For the year 2018, Egypt topped as Africa’s worst jailer of journalists, a press rights group, Committee for the Protection of Journalists, CPJ reported last week.
Egypt according to CPJ’s Prison Census has 25 journalists behind bars for a range of offences including fake news. Eritrea is sub-Saharan Africa’s worst jailer, both countries make the top five countries.
Egypt’s figure moved up by five because as at December 2017, there were 20 journalists in jail.
“In Egypt, at least 25 journalists are in prison as the administration of President Abdel Fattah el-Sisi has increasingly arrested journalists and added them to existing mass trials.
“Mohamed Ibrahim, a blogger known as “Mohamed Oxygen” who covered allegations of election irregularities and police abuse, is one of more than 40 defendants in one case charged with false news and being members of a banned group.
“National security prosecutors have repeatedly renewed Mohamed Oxygen’s 15-day pretrial detention since his April arrest,” the report stressed.
What the report said about Eritrea
Rounding out the top five worst jailers worldwide is Eritrea. With 16 journalists behind bars, Eritrea continues to imprison more journalists than any country in sub-Saharan Africa; Cameroon is next with seven.

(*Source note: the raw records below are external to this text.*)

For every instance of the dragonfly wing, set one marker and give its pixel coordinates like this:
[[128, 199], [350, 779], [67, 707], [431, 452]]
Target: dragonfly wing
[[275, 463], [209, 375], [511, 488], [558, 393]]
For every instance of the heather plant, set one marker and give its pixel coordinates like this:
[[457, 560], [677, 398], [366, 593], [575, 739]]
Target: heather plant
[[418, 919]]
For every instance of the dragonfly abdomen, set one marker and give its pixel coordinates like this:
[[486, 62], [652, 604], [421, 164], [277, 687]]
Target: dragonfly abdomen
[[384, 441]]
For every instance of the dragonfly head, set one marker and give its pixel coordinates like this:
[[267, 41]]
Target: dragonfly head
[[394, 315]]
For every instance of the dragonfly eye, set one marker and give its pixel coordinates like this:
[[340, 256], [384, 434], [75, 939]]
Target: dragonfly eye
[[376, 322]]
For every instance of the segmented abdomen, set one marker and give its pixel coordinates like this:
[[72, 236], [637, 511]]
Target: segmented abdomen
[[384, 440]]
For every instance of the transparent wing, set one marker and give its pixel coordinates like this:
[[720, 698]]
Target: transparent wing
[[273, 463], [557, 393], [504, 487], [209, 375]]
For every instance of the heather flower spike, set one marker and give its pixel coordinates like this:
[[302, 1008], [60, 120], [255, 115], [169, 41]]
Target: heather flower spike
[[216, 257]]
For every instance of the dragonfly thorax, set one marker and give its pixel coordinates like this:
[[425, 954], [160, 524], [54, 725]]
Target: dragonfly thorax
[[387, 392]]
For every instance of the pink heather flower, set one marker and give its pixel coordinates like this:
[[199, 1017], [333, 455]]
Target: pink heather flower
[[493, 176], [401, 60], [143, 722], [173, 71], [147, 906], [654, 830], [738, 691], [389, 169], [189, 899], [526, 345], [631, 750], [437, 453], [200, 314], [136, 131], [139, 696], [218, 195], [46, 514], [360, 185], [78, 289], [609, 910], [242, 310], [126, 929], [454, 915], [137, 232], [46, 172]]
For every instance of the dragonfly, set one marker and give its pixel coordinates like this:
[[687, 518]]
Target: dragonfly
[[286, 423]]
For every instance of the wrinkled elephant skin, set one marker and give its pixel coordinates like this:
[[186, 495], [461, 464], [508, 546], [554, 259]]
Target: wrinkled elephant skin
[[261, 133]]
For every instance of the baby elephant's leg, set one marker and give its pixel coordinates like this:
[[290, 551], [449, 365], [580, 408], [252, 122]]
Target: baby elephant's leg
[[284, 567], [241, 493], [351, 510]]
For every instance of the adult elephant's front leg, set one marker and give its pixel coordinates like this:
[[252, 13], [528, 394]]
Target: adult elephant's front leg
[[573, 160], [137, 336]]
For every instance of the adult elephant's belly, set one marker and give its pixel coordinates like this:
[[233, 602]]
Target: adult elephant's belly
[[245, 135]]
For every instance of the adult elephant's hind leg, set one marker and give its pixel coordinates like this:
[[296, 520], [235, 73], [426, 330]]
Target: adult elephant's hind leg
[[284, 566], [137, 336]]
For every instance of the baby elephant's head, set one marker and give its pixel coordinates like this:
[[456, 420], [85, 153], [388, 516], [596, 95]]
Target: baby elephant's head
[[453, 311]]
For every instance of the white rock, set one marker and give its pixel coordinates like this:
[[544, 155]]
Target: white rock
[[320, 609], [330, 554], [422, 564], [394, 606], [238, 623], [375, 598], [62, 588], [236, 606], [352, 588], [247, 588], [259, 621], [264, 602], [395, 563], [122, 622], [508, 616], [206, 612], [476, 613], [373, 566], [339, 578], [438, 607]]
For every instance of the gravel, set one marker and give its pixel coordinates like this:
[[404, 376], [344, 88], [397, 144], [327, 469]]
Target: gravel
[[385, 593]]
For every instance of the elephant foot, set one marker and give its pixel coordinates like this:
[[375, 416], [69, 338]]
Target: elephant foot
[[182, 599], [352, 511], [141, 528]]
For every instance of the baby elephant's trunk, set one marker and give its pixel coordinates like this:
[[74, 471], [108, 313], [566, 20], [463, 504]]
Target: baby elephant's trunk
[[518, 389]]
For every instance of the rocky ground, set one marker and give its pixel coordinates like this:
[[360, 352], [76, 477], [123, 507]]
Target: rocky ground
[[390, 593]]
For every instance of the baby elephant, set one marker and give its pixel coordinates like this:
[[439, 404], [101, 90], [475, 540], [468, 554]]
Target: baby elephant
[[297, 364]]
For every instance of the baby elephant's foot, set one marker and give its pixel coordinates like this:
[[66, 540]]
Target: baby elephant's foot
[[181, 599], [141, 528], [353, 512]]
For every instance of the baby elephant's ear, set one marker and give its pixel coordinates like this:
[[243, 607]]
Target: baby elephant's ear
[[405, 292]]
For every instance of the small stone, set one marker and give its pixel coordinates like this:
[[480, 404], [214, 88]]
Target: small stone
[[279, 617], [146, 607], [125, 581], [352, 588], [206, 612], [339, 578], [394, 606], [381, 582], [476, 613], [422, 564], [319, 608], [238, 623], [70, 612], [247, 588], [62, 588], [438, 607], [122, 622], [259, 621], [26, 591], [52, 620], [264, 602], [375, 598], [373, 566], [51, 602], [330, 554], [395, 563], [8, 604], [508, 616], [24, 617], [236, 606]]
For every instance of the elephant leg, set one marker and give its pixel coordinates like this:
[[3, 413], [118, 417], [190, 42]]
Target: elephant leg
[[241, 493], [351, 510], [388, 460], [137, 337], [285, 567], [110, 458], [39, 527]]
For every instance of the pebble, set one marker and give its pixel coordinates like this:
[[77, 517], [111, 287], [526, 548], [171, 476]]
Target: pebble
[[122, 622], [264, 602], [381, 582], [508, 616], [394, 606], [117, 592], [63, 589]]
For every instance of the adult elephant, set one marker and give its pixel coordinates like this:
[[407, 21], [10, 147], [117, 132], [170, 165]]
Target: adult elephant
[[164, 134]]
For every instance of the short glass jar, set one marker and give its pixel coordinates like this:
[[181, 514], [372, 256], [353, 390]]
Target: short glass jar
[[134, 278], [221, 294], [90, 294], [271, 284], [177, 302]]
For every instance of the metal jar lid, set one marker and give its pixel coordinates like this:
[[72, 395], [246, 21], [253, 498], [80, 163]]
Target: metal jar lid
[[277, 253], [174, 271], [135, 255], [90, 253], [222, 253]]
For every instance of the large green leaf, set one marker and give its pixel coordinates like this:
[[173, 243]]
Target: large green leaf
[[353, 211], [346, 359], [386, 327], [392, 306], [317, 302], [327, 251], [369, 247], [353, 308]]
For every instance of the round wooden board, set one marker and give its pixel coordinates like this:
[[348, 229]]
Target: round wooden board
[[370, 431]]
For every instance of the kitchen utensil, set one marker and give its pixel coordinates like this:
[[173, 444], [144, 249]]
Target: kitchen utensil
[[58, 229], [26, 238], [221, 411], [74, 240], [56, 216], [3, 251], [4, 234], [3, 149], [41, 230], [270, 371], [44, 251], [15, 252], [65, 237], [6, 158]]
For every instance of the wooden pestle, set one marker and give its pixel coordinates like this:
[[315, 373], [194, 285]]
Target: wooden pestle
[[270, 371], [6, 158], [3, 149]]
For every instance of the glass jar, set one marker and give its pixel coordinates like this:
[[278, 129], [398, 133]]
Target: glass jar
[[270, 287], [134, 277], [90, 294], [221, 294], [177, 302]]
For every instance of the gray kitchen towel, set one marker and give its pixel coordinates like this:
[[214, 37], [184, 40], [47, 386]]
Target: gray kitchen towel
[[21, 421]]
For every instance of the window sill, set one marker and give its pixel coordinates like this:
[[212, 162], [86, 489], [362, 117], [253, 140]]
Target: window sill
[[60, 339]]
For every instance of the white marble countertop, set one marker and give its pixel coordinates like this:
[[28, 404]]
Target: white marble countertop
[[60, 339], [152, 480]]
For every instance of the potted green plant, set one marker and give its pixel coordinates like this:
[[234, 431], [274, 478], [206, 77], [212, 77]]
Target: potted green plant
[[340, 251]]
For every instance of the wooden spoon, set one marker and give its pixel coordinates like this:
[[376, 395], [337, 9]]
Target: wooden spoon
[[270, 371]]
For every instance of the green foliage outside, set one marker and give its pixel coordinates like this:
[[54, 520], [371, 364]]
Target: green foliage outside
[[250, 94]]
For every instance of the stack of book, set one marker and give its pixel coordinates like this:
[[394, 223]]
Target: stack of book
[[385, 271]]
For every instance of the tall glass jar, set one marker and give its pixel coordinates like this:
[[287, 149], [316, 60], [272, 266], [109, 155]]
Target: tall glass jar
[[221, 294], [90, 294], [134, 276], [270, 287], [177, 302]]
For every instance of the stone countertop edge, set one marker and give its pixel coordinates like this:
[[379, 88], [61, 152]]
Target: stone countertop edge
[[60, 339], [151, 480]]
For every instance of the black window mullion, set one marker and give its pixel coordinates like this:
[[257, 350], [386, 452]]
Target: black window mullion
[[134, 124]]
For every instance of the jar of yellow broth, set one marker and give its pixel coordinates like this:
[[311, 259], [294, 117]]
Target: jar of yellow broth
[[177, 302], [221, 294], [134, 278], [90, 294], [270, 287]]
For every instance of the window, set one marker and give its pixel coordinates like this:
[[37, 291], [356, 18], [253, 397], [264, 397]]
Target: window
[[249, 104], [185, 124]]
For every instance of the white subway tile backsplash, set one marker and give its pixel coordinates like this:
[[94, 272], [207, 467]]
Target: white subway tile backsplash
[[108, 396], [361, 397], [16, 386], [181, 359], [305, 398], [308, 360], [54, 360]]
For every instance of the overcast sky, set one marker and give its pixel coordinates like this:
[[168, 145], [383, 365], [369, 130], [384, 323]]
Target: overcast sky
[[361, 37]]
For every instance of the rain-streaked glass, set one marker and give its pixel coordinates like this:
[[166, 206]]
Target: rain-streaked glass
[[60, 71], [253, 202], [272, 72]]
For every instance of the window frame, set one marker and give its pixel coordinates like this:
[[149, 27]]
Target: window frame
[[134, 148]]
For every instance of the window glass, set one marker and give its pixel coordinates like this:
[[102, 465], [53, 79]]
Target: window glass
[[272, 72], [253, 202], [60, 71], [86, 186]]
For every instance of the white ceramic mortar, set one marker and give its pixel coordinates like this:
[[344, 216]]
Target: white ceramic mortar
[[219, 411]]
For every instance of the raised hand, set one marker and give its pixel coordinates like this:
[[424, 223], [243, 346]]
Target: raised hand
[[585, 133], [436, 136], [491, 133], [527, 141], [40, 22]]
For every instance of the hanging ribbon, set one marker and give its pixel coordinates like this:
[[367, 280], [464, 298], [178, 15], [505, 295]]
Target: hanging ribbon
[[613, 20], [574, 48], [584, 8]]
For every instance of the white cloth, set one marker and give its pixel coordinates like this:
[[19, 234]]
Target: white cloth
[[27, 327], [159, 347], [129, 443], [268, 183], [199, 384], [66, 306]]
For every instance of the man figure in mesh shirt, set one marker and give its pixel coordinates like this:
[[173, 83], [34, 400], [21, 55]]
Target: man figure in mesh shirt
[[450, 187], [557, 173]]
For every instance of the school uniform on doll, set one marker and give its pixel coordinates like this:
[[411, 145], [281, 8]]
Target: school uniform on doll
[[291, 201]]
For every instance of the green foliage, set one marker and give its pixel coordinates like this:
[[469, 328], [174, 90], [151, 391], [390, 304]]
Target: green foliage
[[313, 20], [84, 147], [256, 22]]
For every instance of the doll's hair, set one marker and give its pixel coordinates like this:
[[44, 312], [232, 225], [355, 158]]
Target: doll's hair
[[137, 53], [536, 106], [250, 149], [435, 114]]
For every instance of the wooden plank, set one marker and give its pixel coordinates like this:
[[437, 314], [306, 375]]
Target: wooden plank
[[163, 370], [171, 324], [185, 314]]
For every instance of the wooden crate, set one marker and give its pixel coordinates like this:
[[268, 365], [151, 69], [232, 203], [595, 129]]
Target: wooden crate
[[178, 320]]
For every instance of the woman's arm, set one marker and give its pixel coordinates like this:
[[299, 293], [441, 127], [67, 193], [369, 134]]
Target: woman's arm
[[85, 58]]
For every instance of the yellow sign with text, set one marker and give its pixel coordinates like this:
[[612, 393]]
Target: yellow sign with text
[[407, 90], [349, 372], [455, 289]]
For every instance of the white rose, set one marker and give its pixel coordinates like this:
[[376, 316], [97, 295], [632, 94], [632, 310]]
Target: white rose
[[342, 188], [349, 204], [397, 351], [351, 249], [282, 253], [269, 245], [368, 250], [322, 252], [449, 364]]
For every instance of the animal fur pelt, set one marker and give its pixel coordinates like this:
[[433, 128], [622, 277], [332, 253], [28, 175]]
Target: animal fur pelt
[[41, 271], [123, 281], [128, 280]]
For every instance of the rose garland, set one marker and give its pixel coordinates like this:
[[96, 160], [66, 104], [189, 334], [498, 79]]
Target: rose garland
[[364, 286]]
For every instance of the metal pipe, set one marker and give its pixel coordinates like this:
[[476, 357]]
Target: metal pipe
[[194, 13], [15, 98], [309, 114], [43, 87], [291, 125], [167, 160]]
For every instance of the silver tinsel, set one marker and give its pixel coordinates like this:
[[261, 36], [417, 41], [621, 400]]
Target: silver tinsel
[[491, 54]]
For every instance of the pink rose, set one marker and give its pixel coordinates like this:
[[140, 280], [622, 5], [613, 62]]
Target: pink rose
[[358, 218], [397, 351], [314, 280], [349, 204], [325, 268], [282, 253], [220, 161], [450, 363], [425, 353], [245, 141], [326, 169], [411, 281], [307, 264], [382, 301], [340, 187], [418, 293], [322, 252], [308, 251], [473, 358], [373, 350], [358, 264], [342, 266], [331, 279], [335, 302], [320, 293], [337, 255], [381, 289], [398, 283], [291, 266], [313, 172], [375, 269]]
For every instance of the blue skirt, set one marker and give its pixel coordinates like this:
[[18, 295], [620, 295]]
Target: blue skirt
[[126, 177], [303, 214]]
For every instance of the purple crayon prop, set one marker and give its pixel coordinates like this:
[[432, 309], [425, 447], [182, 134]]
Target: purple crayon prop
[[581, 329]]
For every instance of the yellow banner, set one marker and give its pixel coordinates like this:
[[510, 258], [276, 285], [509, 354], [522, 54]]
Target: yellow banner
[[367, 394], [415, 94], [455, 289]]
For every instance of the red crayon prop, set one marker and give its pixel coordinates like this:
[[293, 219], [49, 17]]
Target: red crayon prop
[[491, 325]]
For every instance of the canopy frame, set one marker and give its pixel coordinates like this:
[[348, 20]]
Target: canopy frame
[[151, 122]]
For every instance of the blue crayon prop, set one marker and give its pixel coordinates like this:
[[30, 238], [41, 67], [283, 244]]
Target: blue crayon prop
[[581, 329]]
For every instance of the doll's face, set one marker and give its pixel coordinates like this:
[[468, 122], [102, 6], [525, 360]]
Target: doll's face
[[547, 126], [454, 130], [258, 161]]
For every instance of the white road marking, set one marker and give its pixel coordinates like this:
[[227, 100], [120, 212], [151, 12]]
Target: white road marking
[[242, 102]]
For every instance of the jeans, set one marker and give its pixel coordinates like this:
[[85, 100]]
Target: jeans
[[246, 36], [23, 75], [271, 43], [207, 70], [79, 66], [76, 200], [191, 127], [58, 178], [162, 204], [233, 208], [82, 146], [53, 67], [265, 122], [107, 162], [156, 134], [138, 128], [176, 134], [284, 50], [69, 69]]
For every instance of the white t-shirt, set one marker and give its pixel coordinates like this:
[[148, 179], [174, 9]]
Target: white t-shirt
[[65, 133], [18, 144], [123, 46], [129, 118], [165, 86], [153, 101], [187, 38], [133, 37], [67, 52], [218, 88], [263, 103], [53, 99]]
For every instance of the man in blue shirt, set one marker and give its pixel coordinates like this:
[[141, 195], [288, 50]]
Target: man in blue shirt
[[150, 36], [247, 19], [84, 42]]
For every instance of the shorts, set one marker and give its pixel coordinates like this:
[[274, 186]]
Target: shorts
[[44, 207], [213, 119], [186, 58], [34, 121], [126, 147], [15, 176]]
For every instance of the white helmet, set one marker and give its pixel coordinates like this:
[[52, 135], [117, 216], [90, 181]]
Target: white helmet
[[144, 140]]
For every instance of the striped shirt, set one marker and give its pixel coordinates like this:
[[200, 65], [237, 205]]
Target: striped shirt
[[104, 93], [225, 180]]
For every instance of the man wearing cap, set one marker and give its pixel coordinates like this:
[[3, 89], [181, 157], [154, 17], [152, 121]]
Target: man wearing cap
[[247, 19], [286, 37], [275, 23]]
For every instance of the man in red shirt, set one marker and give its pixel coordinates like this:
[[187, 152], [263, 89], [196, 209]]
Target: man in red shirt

Most of the journalists imprisoned in Eritrea have been in custody since President Isaias Afwerki abruptly shut down the independent media in 2001, and it is unclear whether they are all alive.
The lack of a breakthrough in Eritrean press freedom and other human rights is in contrast to neighboring Ethiopia; the two countries struck a peace deal in June after two decades of hostility, according to news reports.
CPJ found no journalists jailed in relation to their work in Ethiopia for the first time since 2004.
Top jailers of journalists worldwide
There were at least 251 journalists jailed for their work worldwide on Dec 1. These are the worst jailers:
- Turkey 68 – China 47 – Egypt 25 – Saudi Arabia 16 – Eritrea 16 – Vietnam 11 – Azerbaijan 10 – Iran 8 – Cameroon 7 – Bahrain, Syria 6 – Morocco, Russia, Rwanda 4
Other findings from CPJ’s prison census include:
- Ninety-eight percent of jailed journalists are locals imprisoned by their own governments. The five foreign journalists on CPJ’s census include a Ukrainian in Russia and a Russian in Ukraine.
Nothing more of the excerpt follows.